Plants and Animals

How do Male Seahorses give Birth? Study Unlocks Genetic Key to Male Pregnancy

How do Male Seahorses give Birth? Study Unlocks Genetic Key to Male Pregnancy

The division of labor between reproduction, embryonic development, and subsequent offspring varies wildly among marine animals. On the one hand, you’re living life with a female octopus dutti to starve to death, because she’s leaning towards her young man (possibly as a way to make sure he doesn’t eat them), the female sea horse takes something more backward. For this bran fish, it is the male sea that is pregnant. First, reproduction for sea horses is a quick recovery. After finding a mate, a female will deposit her eggs in specialized bags in the male body.

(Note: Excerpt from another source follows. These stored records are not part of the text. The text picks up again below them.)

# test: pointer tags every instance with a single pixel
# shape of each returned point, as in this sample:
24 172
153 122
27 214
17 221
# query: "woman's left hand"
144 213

After the eggs are hatched, they fertilize them with sperm before they hatch for about 24 days during development. Giving birth to a male sea horse is quite a spectacular thing, it must be said. Far from the slow and narrow entrance that humans have made to the earth, baby sea horses fall into existence like bubbles from a bubble gun. Thousands of babies can be born from a single pregnancy, drowning in paternity for the expectant father. 

This method of breeding is unique to seahorses and their close relatives, as they are the only known example of a species where it carries, conceives, and gives birth to offspring, despite being independently developed more than one and a half hundred times after birth. Pregnancy in any situation is complex processes in which the body must not be identified as a foreign object and accordingly learn to support the developing offspring without getting rid of it. 

Although embryos are made from the genetic material of the parents, sexual reproduction means that it is a mixture of oneself and their partner and therefore embryos appear as invaders of intent and purpose. Mammals were able to suppress the resistance of their immune system by down-controlling two large histopability complex pathways known as MHC I and II.

But the knowledge train has stalled a bit here because we are unable to observe and recreate any such internal birth process. Fortunately, the Singanaths (fish families sitting between seahorses and pipefish) present a sliding scale of pregnancy from the external to the internal system, providing a better opportunity to observe what is going on.